Spider by Louise Bourgeois
Cell Eyes and Mirrors by Louise Bourgeois
One question that our professor asked that piqued my interest is: Should art, from different countries, go back to where it originated? And is it cultural appropriation? These questions remind me of a piece of artwork by Barbara Kruger called “Who Owns What?” This work was assigned on a different day, but since it is relevant to today’s post, I chose to use it now. She is an American conceptual artist and collagist. This piece was from the media section of Tate Modern. This art piece has some obvious political themes in it. This art piece is political in general, especially with the question right in the middle. “Who Owns What?” an obvious question about capitalism, in my eyes, and also presently the idea of cultural appropriation and misappropriation. The funny thing is cultural appropriation is the adoption or use of the elements of one culture by members of another culture. Cultural appropriation is sometimes portrayed as harmful, framed as cultural misappropriation, and claimed to be a violation of the collective intellectual property rights of the originating culture. Cultural appropriation has value as it brings about education and understanding from different points of view. It’s just when there is a violation of culture that it is misappropriation. If we started going down the rabbit hole of returning artwork where it belonged who’s to say where this “cultural appropriation” reclaiming would stop? Should zoos be affected? Maybe even aquariums? Heck, maybe it could even apply to people buried in cemeteries where they were not born. My point is this question has an obvious answer in my point of view. No and no. As this art piece says “Who Owns What?” One question remains, who owns what art piece?
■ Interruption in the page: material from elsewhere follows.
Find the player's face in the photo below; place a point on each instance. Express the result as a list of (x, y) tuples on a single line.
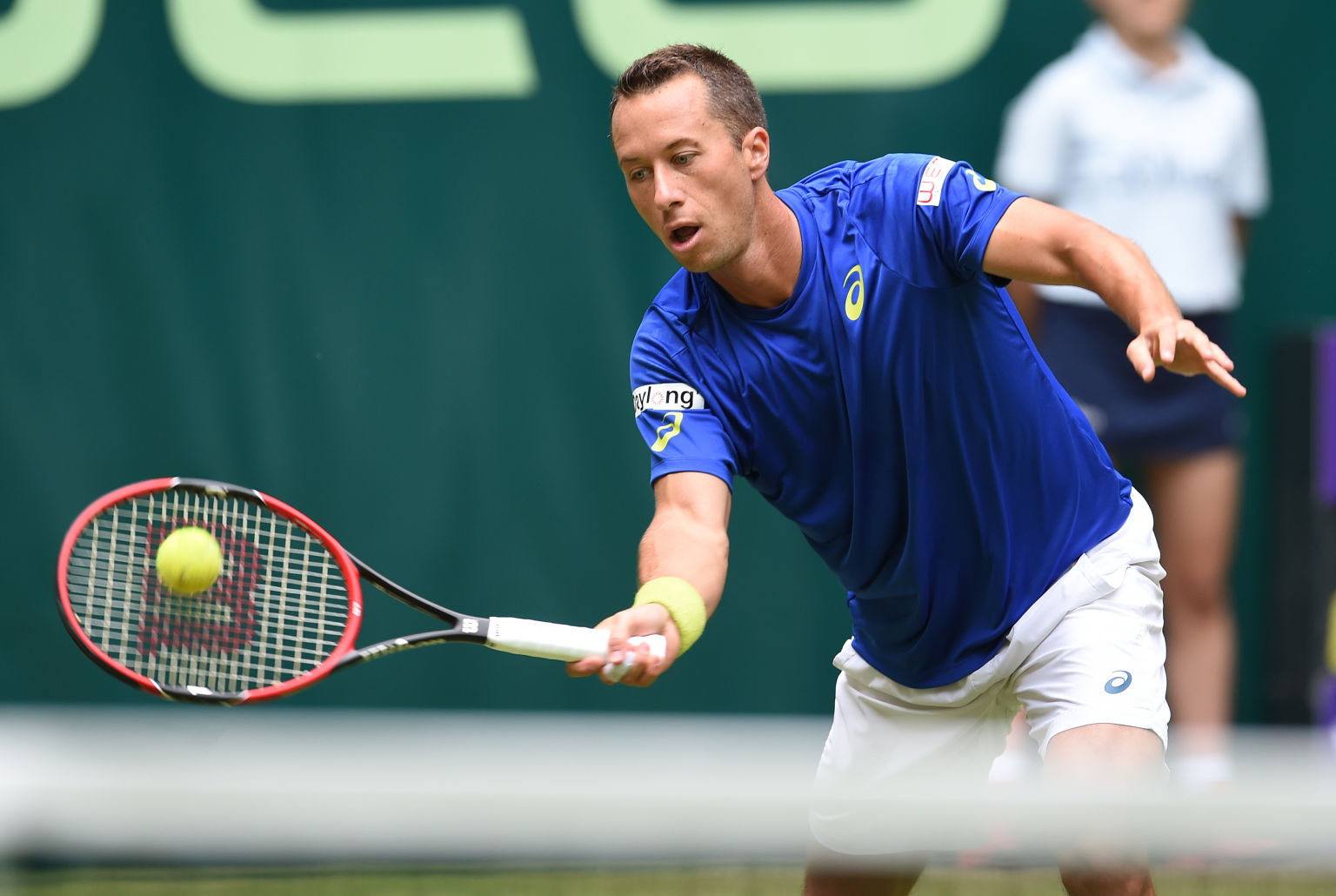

Our first real day out and about in London with a guide let us see some very impressive architecturally designed structures. One that I was the most intrigued by was the Albert Memorial, which was done in a Gothic Revival style. When built it cost about £120,000 (now that would be about £10,000,000). The Victoria Memorial was also very interesting and impressive. The Victoria Memorial has an elaborate scheme of iconographic sculpture. It was the centerpiece of an ambitious urban planning scheme. There is a great deal of symbolism in the memorial that the architect intentionally included. One such example is the Winged Victory, standing on a globe and with a victor’s palm in one hand. Other examples are Constancy holding a compass pointing toward true north, and Courage holding a club and two eagles on the eastern and western sides representing the Empire. Near the bottom of the memorial is Queen Victoria herself, representing Motherhood together with Justice and Truth. The first picture is of the Albert Memorial, while the second is of the Victoria Memorial.